Normal caliber large bowel can be traced up to the level of the hepatic flexure. At this point, the ascending colon and cecum are no longer confidently identified. The terminal ileum leads into a region of thick walled large bowel in the right upper quadrant which extends towards the midline. There is substantial regional bowel wall thickening with slight mural irregularity and enhancement visible on image 36 series 4. Multiple adjacent mesenteric lymph nodes are present ranging in size from 5- 15 mm. The proximal small bowel is only mildly distended. The liver, spleen and kidneys enhance homogeneously. The gallbladder is absent. 30 mm right mid pole renal cyst measuring. The pancreas and adrenals are unremarkable. No diverticular disease. The aorta is markedly calcified. Diffuse degenerative change throughout the lumbar spine and pelvis. The lung bases are clear. Surgical clips in the upper abdomen around the OG junction.

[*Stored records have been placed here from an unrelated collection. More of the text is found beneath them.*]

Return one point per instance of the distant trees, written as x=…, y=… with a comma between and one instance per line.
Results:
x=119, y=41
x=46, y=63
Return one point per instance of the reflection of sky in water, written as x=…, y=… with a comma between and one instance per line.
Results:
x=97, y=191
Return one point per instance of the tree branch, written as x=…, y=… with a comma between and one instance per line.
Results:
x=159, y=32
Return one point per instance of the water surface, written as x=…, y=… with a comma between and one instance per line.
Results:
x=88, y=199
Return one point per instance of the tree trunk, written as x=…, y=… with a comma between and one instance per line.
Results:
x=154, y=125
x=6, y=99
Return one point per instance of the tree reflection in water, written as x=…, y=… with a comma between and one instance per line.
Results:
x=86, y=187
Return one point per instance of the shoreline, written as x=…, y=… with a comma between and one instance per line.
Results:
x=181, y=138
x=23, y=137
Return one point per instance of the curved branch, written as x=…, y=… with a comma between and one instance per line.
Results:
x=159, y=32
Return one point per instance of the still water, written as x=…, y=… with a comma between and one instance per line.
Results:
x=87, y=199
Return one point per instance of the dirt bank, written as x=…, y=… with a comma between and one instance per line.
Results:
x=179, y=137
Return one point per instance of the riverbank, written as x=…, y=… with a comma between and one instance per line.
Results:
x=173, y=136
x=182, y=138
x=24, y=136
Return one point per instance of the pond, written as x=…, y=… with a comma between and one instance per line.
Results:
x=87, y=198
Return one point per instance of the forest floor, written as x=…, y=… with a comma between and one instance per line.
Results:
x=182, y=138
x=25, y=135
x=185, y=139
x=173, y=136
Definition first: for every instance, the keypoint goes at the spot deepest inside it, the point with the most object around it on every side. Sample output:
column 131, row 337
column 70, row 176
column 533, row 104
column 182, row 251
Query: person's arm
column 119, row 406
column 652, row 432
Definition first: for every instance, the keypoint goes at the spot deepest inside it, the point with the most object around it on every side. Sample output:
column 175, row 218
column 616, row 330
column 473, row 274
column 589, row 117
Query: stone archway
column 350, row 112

Conclusion: The differential diagnosis offered includes terminal ileum/cecal intussusception with no clear lead point identified or obstructed internal hernia. The appearances of the bowel involved suggest vascular compromise.

Case Discussion

Right hemicolectomy: A dilated right hemicolectomy with obvious intussusception, consisting of terminal ileum 50mm, cecum 70mm and ascending colon 250mm in length. The serosa of the cecum appears pale, however no tumor deposits are seen. Within the base of the cecum there is a large fungating and exophytic 70x55mm tumor, situated 40mm from the ileocecal valve. The adjacent mucosa appears grossly edematous. No appendix is identified. No other mucosal polyps or tumors are seen.

Biopsy report: cecal adenocarcinoma.